'Honest' TripAdvisor reviews claim misleading, rules watchdog

The world's largest travel website, TripAdvisor, was censured by Britain's advertising watchdog yesterday and warned that it must not claim that all of its user-generated reviews are from real travellers.

The website carried statements such as "more than 50 million honest travel reviews and opinions from real travellers around the world" and "reviews that you can trust", the Advertising Standards Authority said.

But the watchdog upheld complaints that the US-based company -- which claims to be the world's biggest travel site -- did not verify the reviews to the extent that it could guarantee they were all genuine.

It said that claims that all reviews on the site were from actual travellers were "misleading".

"We told TripAdvisor not to claim or imply that all the reviews that appeared on the website were from real travellers, or were honest, real or trusted," it said in a statement.

TripAdvisor said its fraud detection systems were "advanced and highly effective" but that it was "not practical" for them to screen all reviews manually and that there was no practical way for it to verify identities owing to its independence from operators.

TripAdvisor said reviewers were asked to sign a declaration that their review was genuine and honest. The ASA concluded that this did not prevent non-genuine reviews from being posted.

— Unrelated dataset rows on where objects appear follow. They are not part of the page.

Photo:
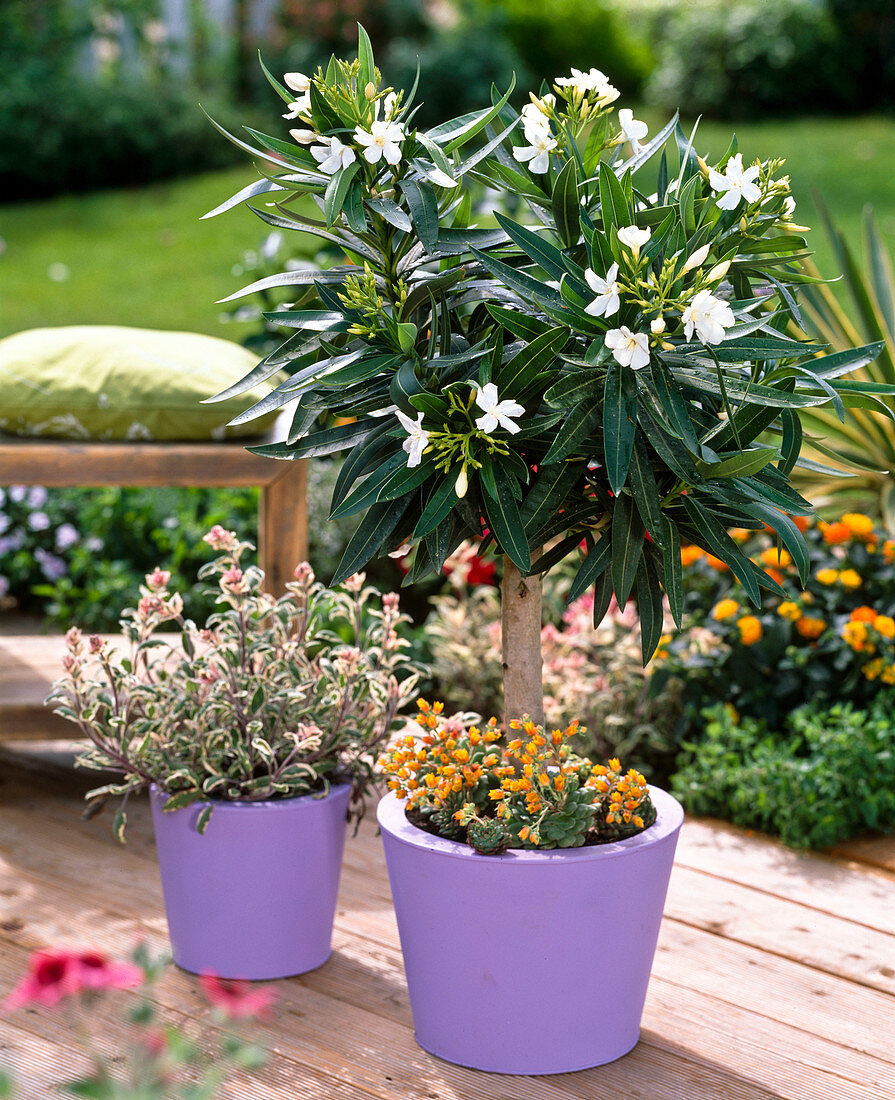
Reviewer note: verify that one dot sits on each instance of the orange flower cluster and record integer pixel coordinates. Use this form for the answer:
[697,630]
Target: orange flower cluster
[627,793]
[445,760]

A key complaint was made last year by an online reputation management firm called KwikChex.com, which said it had spoken to thousands of hotels claiming to be affected by malicious reviews, the Guardian newspaper reported.

The British Hospitality Association welcomed the ruling.


Spokesman Miles Quest told London's Telegraph: "We agree with the ruling – the industry has had issues with a number of aspects of TripAdvisor.

"We feel that the more people who use the website understand the basis on which the reviews are made, the better."

"Some hoteliers feel some of the reviews leave something to be desired in terms of accuracy and content, and have found it very hard to find redress."